I think CafePress has the best setup for a "business" shop. Bulk editing and upload tools. Large userbase for peer support. Easy to setup shops. CafePress also does some heavy marketing for its shopkeepers.

That said, Spreadshirt and Zazzle also have good sites and good options. If you are selling text based shirts, I would say Spreadshirt might be a good way to go, since their online t-shirt designer is pretty easy to use and their printing method on darks for 1-3 color simple designs (vinyl and flock transfers) is better than the other two (in my opinion).

If you have full color designs, then Zazzle and CafePress would probably be better options.

The best thing to do, since they are all free, would be to signup at each of them and test out their user interfaces.
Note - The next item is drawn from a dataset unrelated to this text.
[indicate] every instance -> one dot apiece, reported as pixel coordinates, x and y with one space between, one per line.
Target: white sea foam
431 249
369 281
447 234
See which one you feel more comfortable with and which one you feel will work best for your needs.

If you read through the various forums here in the t-shirt fulfillment section, you can read some past reviews and experiences with each of the services you mentioned.

I also talked about a few of them here:
http://www.hiphipuk.co.uk/2006/10/30/hiphipuk-meets-tshirt-mogul-rodney-blackwell/


----------



## gmille39 (Oct 18, 2006)

Thanks Rodney. That helps a lot. I'm just looking at some simple text designs with one color distressed backgrounds. I'll play with each of them but Spreadshirt sounds good for what I'm looking at doing.

Thanks again.


----------